My counter-inanity curriculum
I am putting together this reading list for 2026 not out of self-improvement panic or New Year optimism but out of a quieter, more stubborn need to stay awake. The world has grown loud with inanity, preoccupied with performance and outrage, and rewarded cruelty disguised as opinion. I am tired of it. After everything that unfolded in 2024, the pile-ons, the historical amnesia, the ease with which people speaking anonymously online chose contempt over thought, it feels almost irresponsible not to read more deliberately.
This list is not designed to impress anyone. It is meant to steady me. Half of it is nonfiction, because understanding systems matters. Half of it is fiction, because understanding people matters just as much. I do not trust anyone who thinks empathy can be learned without stories.

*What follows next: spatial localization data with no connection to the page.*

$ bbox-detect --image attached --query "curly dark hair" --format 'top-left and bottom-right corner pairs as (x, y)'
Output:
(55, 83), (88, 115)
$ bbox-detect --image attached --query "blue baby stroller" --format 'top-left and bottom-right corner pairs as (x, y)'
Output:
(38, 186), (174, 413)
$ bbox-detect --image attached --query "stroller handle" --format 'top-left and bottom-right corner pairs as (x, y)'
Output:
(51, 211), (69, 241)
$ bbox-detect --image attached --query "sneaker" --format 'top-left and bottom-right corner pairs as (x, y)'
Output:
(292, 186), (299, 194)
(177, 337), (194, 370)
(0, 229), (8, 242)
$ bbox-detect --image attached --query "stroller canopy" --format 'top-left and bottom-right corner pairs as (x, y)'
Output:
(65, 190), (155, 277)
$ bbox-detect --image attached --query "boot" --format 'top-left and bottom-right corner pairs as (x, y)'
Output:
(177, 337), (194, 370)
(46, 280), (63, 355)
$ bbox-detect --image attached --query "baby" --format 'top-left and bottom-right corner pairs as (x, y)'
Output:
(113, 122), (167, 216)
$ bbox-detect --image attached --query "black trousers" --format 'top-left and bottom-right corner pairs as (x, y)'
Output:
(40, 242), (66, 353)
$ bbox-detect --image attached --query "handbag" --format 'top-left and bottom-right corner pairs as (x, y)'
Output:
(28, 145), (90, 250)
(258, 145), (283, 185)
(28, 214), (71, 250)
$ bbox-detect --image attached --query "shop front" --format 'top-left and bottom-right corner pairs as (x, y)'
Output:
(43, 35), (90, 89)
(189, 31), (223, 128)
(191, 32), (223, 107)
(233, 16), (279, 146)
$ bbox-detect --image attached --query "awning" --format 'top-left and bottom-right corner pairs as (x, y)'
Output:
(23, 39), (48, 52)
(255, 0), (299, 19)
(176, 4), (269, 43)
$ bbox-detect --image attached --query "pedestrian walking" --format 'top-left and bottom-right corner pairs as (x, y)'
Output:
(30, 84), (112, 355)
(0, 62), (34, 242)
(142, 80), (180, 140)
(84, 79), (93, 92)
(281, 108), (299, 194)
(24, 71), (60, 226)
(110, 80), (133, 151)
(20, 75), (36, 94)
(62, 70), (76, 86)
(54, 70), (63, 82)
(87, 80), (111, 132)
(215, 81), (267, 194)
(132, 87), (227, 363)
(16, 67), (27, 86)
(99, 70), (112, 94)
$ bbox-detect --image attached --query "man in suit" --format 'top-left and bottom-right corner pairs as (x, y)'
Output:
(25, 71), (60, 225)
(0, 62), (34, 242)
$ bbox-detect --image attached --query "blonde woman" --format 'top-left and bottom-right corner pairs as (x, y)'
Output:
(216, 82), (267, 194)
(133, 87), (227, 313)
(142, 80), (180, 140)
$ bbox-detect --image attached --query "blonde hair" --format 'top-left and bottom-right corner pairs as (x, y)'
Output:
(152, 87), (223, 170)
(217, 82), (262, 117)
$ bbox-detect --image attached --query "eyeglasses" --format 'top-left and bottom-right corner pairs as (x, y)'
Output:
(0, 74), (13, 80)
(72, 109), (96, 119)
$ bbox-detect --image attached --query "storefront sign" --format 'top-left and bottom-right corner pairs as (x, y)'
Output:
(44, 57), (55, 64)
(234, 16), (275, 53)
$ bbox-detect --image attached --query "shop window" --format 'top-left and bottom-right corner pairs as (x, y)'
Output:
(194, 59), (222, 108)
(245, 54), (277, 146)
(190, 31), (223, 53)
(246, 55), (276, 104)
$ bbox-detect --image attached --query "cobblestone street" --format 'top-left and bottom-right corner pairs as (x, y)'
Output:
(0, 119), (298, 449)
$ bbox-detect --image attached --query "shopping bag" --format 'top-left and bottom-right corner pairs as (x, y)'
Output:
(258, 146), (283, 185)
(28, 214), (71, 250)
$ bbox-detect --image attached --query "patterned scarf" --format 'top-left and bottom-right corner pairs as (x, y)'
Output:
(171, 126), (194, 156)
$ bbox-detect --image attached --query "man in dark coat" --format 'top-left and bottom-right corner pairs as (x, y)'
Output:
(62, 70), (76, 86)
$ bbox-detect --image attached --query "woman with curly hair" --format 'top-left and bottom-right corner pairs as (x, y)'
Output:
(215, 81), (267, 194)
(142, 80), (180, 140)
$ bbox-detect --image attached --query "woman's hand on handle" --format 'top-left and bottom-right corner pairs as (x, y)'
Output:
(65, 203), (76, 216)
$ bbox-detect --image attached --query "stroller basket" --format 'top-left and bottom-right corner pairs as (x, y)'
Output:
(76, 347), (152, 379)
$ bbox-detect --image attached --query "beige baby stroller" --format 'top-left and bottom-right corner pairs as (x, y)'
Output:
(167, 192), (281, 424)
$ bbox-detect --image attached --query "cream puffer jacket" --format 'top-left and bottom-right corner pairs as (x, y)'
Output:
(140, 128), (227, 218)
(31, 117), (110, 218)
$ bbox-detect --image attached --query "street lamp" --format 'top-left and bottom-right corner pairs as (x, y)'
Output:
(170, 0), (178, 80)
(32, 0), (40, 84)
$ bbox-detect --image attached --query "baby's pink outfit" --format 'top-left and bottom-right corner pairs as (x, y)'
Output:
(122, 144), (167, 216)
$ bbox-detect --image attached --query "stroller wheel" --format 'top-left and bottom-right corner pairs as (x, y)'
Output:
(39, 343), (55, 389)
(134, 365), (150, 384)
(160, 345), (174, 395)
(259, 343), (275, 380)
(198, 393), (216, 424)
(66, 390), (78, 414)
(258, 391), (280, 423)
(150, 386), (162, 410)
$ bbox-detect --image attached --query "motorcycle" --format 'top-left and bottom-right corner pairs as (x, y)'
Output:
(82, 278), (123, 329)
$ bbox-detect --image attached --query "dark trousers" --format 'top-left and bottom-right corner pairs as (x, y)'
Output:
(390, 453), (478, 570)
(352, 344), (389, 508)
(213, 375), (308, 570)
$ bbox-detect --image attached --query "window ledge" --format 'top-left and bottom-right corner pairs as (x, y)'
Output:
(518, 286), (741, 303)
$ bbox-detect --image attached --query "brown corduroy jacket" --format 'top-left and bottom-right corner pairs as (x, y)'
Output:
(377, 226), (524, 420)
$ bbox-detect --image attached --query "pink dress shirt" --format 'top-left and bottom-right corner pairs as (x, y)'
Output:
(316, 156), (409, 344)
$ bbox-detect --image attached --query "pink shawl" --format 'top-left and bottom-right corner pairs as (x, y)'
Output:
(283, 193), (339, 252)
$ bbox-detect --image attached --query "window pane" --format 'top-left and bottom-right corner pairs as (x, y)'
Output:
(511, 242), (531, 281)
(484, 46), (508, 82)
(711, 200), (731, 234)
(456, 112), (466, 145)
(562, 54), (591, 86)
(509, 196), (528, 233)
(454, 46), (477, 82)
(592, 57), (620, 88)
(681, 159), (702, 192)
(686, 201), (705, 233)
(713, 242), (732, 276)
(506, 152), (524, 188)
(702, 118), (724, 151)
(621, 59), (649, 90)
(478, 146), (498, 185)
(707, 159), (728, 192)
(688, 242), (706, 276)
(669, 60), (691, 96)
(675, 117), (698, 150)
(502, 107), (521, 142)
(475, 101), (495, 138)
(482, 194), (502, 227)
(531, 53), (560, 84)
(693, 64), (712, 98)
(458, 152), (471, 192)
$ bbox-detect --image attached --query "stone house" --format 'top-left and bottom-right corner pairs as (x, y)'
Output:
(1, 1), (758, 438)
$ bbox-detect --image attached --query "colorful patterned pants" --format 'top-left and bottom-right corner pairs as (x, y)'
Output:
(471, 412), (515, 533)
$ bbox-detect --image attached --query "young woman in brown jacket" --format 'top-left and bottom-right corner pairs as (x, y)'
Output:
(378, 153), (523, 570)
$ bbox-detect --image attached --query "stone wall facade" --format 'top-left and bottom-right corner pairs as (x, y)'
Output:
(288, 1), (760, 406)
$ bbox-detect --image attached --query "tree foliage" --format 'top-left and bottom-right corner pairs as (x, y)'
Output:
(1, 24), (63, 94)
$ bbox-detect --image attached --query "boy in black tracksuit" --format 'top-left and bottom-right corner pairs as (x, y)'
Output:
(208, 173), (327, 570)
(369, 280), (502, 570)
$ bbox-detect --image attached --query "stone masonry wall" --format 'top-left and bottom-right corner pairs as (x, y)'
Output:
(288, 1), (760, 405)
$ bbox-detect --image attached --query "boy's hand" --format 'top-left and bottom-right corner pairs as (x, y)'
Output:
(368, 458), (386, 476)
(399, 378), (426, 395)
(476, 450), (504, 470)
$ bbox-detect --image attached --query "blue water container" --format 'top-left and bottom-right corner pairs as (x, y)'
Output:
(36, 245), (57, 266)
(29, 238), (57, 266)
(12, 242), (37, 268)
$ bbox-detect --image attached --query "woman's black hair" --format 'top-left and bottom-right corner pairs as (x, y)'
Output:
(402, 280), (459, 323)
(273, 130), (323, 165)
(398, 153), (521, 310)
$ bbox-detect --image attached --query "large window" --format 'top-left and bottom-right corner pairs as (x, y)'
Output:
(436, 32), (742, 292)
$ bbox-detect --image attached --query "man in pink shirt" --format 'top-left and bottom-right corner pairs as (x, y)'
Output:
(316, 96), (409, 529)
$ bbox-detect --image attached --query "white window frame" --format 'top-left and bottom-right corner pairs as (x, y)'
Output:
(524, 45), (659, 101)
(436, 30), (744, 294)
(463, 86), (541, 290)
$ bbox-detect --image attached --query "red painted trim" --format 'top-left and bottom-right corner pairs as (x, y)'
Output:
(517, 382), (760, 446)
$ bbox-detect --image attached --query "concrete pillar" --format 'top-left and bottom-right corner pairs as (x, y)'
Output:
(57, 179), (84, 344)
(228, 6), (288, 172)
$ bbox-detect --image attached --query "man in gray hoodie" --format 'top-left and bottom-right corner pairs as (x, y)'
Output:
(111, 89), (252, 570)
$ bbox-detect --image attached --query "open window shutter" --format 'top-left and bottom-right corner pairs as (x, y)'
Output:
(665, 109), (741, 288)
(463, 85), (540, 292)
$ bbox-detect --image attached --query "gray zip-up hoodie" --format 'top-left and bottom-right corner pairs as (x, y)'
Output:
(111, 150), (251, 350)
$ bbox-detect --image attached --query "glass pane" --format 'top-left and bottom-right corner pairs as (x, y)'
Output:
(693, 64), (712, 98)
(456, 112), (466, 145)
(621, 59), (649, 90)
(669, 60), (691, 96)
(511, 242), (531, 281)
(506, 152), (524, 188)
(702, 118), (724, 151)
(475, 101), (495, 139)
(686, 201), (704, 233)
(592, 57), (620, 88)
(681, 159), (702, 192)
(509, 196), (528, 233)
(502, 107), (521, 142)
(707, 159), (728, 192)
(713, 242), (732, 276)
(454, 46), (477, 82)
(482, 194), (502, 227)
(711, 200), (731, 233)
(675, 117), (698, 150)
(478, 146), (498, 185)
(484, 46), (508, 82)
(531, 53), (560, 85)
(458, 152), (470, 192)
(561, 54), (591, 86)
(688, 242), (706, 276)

I begin with Yuval Noah Harari’s Nexus: A Brief History of Information Networks from the Stone Age to AI, one of the more urgent recent attempts to explain how information itself became destiny. Harari is at his best when he traces long arcs, when he reminds us that every technological leap is also a moral one. What interests me here is not AI panic but misalignment, how systems built to connect us end up flattening complexity and rewarding the illusion of certainty. We live in an age where misinformation spreads faster than doubt, where speed replaces verification. Understanding how information networks shaped earlier civilizations may not save us, but it might slow us down enough to ask better questions.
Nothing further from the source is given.